Emas Zaman Perunggu Hilang: Museum Villena Spanyol Disatroni

Koleksi emas Zaman Perunggu yang tak ternilai harganya telah dicuri hampir seluruhnya dari Museum Villena, Spanyol. Insiden pencurian ini dilakukan oleh kelompok profesional yang beraksi cepat.
Maling "super-cepat dan super-profesional" ini hanya membutuhkan waktu empat menit untuk masuk dan keluar museum sebelum jam operasional, menurut keterangan pihak berwenang. Alarm museum berbunyi sekitar pukul 05.20 pagi, namun para pelaku sudah melarikan diri hanya dalam empat menit setelahnya. Mereka berhasil membawa hampir seluruh "Harta Karun Villena", meninggalkan hanya beberapa item.

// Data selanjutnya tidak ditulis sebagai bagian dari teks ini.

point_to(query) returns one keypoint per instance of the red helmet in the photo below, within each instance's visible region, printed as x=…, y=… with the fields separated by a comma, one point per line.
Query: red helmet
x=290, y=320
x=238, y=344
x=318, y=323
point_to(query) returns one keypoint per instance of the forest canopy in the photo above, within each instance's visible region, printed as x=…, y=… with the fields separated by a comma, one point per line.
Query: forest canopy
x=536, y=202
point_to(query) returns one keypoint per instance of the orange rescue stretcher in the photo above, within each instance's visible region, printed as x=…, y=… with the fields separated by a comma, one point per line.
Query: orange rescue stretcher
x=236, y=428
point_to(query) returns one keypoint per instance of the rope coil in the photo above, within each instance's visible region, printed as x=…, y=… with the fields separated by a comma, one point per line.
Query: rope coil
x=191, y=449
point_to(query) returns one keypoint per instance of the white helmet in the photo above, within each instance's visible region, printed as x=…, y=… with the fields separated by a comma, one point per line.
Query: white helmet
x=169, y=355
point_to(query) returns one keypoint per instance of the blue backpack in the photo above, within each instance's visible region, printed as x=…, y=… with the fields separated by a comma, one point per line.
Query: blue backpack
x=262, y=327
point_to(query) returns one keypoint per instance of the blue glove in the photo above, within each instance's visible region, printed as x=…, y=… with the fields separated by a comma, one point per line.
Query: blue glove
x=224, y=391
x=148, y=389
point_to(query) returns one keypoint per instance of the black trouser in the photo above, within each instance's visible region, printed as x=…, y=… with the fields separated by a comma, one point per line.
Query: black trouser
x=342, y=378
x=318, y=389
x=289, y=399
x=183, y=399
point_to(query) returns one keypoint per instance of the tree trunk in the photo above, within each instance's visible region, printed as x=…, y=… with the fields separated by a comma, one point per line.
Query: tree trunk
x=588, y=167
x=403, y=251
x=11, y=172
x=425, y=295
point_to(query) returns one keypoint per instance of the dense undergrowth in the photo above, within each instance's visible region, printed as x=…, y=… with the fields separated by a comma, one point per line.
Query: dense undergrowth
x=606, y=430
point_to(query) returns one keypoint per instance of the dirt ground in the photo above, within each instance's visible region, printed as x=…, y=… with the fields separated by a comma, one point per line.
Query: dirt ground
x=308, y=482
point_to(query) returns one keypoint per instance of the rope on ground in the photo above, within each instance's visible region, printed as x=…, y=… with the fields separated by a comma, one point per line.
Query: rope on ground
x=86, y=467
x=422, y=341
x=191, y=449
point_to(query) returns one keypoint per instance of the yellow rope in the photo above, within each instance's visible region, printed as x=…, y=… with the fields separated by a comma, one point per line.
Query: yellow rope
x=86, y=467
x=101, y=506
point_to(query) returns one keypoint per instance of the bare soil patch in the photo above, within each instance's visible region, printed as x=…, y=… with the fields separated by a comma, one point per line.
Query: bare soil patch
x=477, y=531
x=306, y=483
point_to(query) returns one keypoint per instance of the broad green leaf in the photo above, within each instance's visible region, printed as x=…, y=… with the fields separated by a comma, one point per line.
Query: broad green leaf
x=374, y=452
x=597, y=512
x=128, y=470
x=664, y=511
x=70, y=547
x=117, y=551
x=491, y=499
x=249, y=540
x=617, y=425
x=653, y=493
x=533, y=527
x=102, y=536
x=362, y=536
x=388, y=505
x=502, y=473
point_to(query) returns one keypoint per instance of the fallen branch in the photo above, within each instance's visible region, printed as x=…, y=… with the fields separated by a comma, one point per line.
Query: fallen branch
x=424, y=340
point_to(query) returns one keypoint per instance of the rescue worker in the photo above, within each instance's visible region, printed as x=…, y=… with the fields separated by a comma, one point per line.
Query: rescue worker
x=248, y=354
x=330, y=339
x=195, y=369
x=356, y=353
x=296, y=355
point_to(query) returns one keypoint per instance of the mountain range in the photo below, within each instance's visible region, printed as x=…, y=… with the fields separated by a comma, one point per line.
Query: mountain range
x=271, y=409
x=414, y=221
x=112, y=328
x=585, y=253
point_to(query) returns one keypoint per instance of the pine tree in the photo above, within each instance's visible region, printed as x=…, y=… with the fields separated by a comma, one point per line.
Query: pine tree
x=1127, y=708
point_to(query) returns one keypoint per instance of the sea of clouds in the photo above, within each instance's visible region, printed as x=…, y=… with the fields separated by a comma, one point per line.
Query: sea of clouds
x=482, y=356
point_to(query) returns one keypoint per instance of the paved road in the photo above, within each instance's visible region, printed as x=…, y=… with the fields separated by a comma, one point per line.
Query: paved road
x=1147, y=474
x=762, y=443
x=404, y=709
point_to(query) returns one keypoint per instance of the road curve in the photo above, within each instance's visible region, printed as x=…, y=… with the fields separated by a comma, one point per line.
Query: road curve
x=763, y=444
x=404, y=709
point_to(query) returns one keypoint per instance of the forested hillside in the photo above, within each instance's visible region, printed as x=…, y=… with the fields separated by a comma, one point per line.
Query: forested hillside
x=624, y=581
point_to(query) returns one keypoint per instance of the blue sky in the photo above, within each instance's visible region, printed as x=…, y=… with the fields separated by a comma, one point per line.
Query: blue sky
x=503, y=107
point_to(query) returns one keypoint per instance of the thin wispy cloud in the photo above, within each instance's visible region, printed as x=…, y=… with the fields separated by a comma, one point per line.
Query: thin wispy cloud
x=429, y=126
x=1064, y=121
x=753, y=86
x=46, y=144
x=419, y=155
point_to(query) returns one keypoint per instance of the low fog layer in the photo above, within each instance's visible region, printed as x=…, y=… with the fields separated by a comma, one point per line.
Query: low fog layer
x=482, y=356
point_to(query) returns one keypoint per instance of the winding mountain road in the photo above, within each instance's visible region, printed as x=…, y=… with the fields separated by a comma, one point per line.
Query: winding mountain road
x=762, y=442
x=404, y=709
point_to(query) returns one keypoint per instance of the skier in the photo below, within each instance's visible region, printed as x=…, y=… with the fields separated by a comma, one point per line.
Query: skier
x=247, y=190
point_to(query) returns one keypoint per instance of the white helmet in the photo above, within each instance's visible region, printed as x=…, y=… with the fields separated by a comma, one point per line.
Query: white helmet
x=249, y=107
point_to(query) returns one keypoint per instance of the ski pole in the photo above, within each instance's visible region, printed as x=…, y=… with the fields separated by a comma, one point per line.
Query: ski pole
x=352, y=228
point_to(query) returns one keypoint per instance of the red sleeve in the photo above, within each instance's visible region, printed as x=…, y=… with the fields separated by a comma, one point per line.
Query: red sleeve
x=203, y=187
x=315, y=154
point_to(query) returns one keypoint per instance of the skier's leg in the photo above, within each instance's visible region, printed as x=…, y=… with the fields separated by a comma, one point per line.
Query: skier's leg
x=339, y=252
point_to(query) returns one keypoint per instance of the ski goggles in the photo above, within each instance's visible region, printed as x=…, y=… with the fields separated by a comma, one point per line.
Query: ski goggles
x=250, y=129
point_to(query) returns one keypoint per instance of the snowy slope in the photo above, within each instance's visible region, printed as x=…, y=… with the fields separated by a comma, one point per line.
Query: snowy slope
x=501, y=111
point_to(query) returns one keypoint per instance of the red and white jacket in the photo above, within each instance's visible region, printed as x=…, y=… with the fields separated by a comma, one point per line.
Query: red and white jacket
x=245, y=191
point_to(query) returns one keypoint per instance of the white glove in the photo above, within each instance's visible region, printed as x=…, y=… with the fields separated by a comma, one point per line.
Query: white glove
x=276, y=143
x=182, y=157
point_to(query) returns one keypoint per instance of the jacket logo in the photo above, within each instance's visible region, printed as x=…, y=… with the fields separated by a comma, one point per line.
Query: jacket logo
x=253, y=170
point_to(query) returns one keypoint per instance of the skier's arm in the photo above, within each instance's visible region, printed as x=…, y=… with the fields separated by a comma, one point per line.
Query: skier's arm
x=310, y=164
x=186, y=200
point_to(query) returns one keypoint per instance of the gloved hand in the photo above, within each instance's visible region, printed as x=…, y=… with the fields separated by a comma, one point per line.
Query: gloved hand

Walikota Villena, Fulgencio Cerdan, menyatakan kesedihannya, "Kami benar-benar hancur, saya bahkan gemetar." Bagi warga Villena, koleksi ini adalah bagian dari warisan dan kekayaan mereka, dengan nilai emas saja mencapai sekitar 1,7 juta Euro. Pihak museum bersikeras bahwa semua sistem keamanan berfungsi dan tidak ada kegagalan.
"Harta Karun Villena" adalah kumpulan lebih dari 50 benda emas, termasuk bejana, botol, dan gelang, yang ditemukan pada tahun 1963. Koleksi ini juga dikenal karena menampilkan contoh penggunaan besi paling awal di Eropa Barat, beberapa di antaranya berasal dari meteorit. Pencurian ini menambah daftar panjang insiden serupa di museum-museum Eropa belakangan ini, seperti yang terjadi di Louvre dan beberapa museum di Italia.